4) Solving ethical issues, provision of privacy and confidentiality measures
We discuss this challenge last, not because it is less important but, on the contrary, because of its potential to become the most important obstacle to individual knowledge processing. The very fact that individual knowledge has the potential to contribute to solving future problems instances, raises the important ethical issue whether such knowledge should be made available to decision makers and researchers. Because the definition of individual knowledge implies the possibility to match it in time and space with an application context, i.e., with a patient, sharing individual knowledge is counterbalanced by the need for privacy and confidentiality. In addition, to further complicate matters, it may turn out that some of the most useful records for future instances of decision making are instances of medical errors or other unexpected events that are unique in their course of events and therefore easily identifiable together with their contexts of development (i.e., patients, providers, family members).
The high complexity of individual knowledge renders explicit, manually controlled access to individual knowledge cases and their components unfeasible. The only solution to this problem seems to be of technological nature. Current privacy and confidentiality measures which include de-identification, de-nominalization and scrambling of the unique personal identifiers automated or semi-automated seem insufficient to counteract the potential to identify patients from unique, individual knowledge patterns.
As a general approach, we propose that the accurate measuring of similarity of individual knowledge could form the basis of a confidentiality risk assessment. This could be intuitively understood by considering that:
• very similar individual knowledge patterns which are in great numbers are a very low threat to the privacy and confidentiality infringement, and, at the other extreme,
• stand-alone patterns which possess unique features or combinations of features, are at high risk of privacy and confidentiality breaches.
In addition, the provision of privacy and confidentiality could be regarded as a special case of knowledge processing, which involves knowledge about the proper use (e.g., access, modification, transfer) of individual knowledge. This potentially complex, particular case of meta-knowledge processing could be implemented and managed using the principles of CBR paradigm itself, by building case-bases with examples of both proper and improper (simulated, not necessarily real) individual knowledge accesses and that can be compared with future access instances.

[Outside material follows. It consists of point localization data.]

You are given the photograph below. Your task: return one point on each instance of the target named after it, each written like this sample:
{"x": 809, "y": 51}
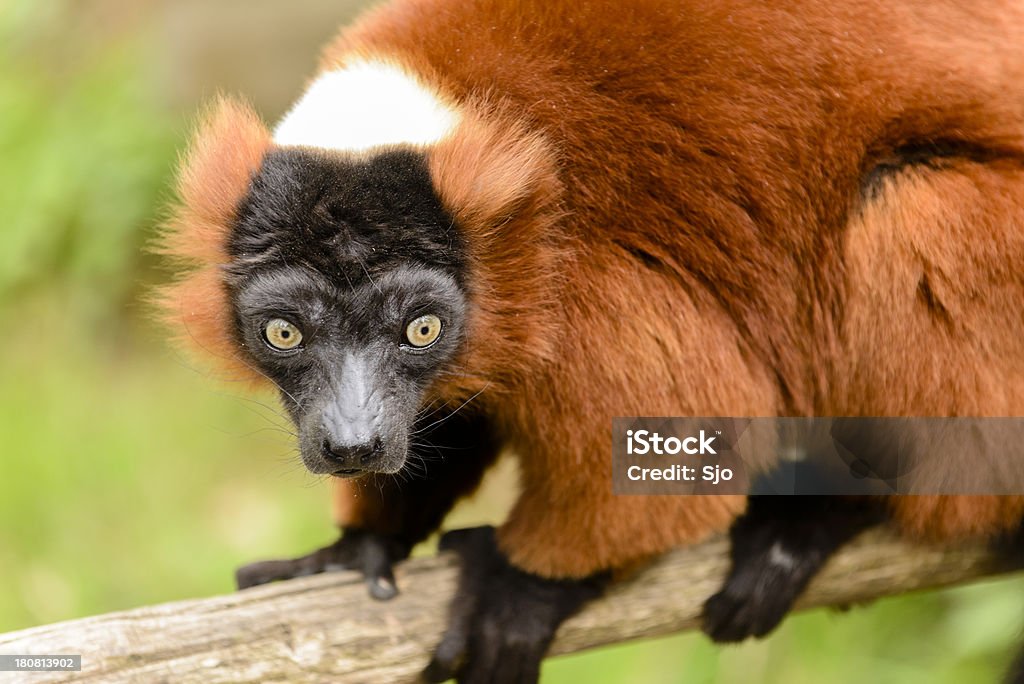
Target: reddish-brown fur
{"x": 666, "y": 214}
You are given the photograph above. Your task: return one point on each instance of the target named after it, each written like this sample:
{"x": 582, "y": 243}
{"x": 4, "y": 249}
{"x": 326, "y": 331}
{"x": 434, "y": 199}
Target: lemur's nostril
{"x": 374, "y": 453}
{"x": 348, "y": 456}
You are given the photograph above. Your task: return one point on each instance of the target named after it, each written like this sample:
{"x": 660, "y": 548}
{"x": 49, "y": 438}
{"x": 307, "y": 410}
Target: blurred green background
{"x": 128, "y": 476}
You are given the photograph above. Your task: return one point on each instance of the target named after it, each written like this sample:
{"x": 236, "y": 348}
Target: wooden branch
{"x": 327, "y": 629}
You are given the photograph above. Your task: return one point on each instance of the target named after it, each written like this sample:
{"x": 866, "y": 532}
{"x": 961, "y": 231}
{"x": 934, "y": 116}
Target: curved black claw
{"x": 777, "y": 547}
{"x": 359, "y": 550}
{"x": 502, "y": 620}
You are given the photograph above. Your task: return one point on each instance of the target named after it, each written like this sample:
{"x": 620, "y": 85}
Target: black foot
{"x": 356, "y": 550}
{"x": 777, "y": 547}
{"x": 502, "y": 618}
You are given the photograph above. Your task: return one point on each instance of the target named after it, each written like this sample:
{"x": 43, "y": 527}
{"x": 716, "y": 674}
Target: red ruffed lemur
{"x": 495, "y": 225}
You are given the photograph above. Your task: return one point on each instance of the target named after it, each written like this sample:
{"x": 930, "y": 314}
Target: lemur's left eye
{"x": 424, "y": 331}
{"x": 282, "y": 335}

Overcoming this very important challenge hinges on the possibility to effectively measure the similarity between heterogeneous records and on the advancement of knowledge processing on CBR principles.
If successful, CBR research might therefore fulfill a longstanding need for intelligent information processing and advance informatics towards the ideal of individual knowledge processing. This calls for further investigation of information processing models that are, similarly to human experts, capable to efficiently move across the knowledge spectrum. One class of such models is represented by artificial neural networks [14, 23], which are highly adaptive information processing models able to create high-level abstractions from raw data, completely automatically [75] and "learn by themselves" new information processing functions from data. From this perspective, Informatics aligns closely to the goals of AI to create intelligent machines that can hear, see, speak, think, adapt and make decisions.